Intuitive Eating for the Holidays
The holiday season is in full swing and with this time of year comes lots of fun, food, and time with family and friends. As dietetics professionals, this can be a tricky season to navigate–there can be pressure to eat a certain way, the feeling that others are watching to see “what the dietitian eats,” or family members asking about the latest diet trends, while you may just be trying to enjoy some pie and time with loved ones. At the same time, our patients and clients may be experiencing their own challenges making their way through food-filled celebrations, and may look to us for guidance.
Intuitive eating offers a way to not only survive, but thrive while enjoying our holiday meals mindfully and peacefully. Practicing intuitive eating during the holidays (and year-round) can help us to nourish ourselves in a way that feels good, to model a healthy relationship with food for the friends and family members around us, and provides tools we can share with patients or clients to help make the most of this special time of year.
Evelyn Tribole, one of the co-creators of intuitive eating, published the Intuitive Eater’s Holiday Bill of Rights:
- You have the right to savor your meal, without cajoling or judgment, and without discussion of calories eaten or the amount of exercise needed to burn off said calories.

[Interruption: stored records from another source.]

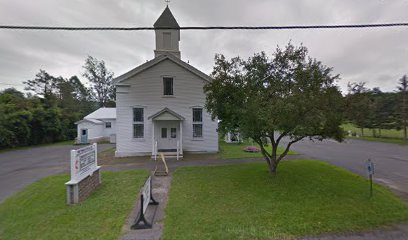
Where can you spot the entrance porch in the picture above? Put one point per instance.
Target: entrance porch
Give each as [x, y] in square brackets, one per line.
[167, 134]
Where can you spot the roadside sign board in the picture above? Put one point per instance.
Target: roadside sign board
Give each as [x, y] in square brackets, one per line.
[83, 162]
[146, 194]
[370, 167]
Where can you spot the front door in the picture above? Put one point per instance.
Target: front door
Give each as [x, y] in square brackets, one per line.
[84, 136]
[167, 135]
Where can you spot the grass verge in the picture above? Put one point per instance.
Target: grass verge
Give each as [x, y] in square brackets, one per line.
[40, 210]
[244, 202]
[63, 143]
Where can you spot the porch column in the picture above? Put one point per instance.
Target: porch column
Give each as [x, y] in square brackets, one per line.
[181, 137]
[153, 150]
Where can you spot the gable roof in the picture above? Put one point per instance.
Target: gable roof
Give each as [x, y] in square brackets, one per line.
[157, 60]
[166, 110]
[166, 19]
[102, 113]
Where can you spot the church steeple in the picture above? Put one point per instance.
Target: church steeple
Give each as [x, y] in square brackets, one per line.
[167, 41]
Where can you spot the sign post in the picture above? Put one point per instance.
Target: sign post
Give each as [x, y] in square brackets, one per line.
[146, 198]
[370, 171]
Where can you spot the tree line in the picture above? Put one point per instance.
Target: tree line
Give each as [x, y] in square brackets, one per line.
[47, 112]
[377, 110]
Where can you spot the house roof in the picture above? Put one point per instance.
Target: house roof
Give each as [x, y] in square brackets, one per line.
[102, 113]
[166, 19]
[165, 111]
[157, 60]
[94, 121]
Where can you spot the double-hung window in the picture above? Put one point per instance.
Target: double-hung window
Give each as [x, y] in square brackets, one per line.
[168, 86]
[138, 122]
[197, 122]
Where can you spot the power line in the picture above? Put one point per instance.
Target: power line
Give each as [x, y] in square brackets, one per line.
[288, 27]
[11, 84]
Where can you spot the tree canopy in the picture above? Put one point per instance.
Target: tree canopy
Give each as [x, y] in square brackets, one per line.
[101, 80]
[269, 98]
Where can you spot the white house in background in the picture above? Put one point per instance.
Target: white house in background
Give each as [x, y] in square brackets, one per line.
[160, 104]
[97, 126]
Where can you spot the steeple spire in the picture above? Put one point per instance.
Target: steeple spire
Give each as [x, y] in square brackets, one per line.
[167, 41]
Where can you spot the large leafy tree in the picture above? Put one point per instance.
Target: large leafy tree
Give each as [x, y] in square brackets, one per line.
[43, 85]
[101, 80]
[288, 95]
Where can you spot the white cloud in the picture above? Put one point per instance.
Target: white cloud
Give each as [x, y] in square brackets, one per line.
[377, 56]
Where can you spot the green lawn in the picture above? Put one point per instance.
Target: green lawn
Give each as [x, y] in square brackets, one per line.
[387, 135]
[235, 150]
[40, 210]
[68, 142]
[244, 202]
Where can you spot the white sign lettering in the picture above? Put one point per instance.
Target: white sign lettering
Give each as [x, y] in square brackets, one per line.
[146, 194]
[83, 162]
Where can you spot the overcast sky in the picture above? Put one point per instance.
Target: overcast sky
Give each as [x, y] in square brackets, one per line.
[376, 56]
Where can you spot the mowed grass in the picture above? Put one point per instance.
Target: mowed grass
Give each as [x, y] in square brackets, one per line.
[40, 210]
[244, 202]
[63, 143]
[236, 150]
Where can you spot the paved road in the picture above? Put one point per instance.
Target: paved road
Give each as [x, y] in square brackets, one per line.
[391, 160]
[19, 168]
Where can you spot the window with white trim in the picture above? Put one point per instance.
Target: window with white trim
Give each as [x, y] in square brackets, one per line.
[138, 122]
[197, 122]
[168, 86]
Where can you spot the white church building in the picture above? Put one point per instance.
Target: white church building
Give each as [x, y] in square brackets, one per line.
[160, 104]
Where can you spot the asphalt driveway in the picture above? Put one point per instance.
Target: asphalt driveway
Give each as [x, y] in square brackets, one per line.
[18, 168]
[390, 160]
[22, 167]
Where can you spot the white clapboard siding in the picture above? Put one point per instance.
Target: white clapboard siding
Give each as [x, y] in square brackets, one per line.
[146, 90]
[109, 131]
[94, 130]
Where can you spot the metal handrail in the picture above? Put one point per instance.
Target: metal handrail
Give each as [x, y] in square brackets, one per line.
[155, 150]
[178, 149]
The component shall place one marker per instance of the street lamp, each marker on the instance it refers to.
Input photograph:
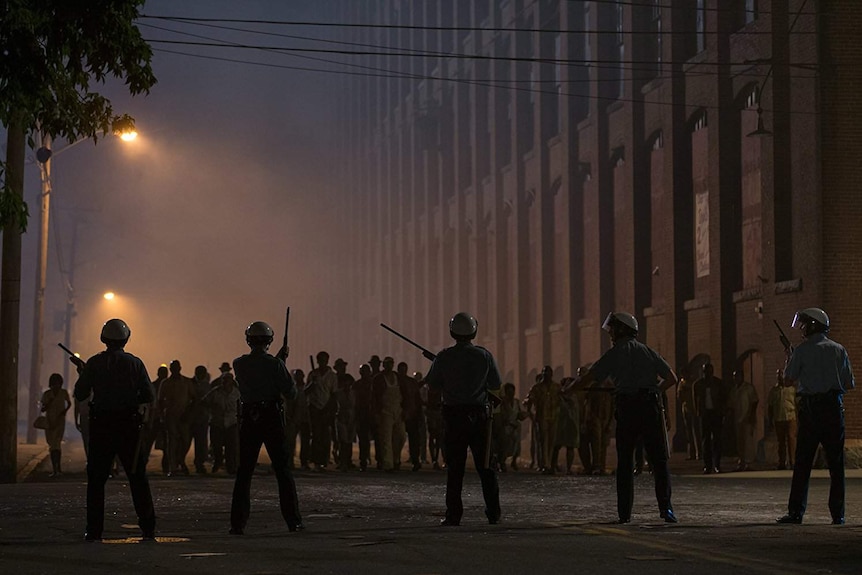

2. You have the right to enjoy second servings without apology.
3. You have the right to honor your fullness, even if that means saying “no thank you” to dessert or a second helping of food.
4. It is not your responsibility to make someone happy by overeating, even if it took hours to prepare a specialty holiday dish.
5. You have the right to say, “No thank you,” without explanation, when offered more food.
6. You have the right to stick to your original answer of “no”, even if you are asked multiple times. Just calmly and politely repeat “No, thank you, really.”
7. You have the right to eat pumpkin pie for breakfast.
Remember, no one, except for you, knows how you feel, both emotionally and physically. Only you can be the expert of your body, which requires inner attunement, rather than the external, well-meaning, suggestions from family.
(Copyright © 2010 by Evelyn Tribole, MS, RD Published at www.IntuitiveEating.org )
The season can be especially challenging for our patients (and loved ones) with chronic diseases such as diabetes and kidney disease. As dietetics professionals we are well-positioned to help them enjoy their favorite foods mindfully while meeting their dietary needs. Discussing food and eating in a positive, non-judgemental way can make a big difference.
I invite you to explore how you might practice intuitive eating this holiday season to lead to a happier, healthier time for you, your patients, and family and friends.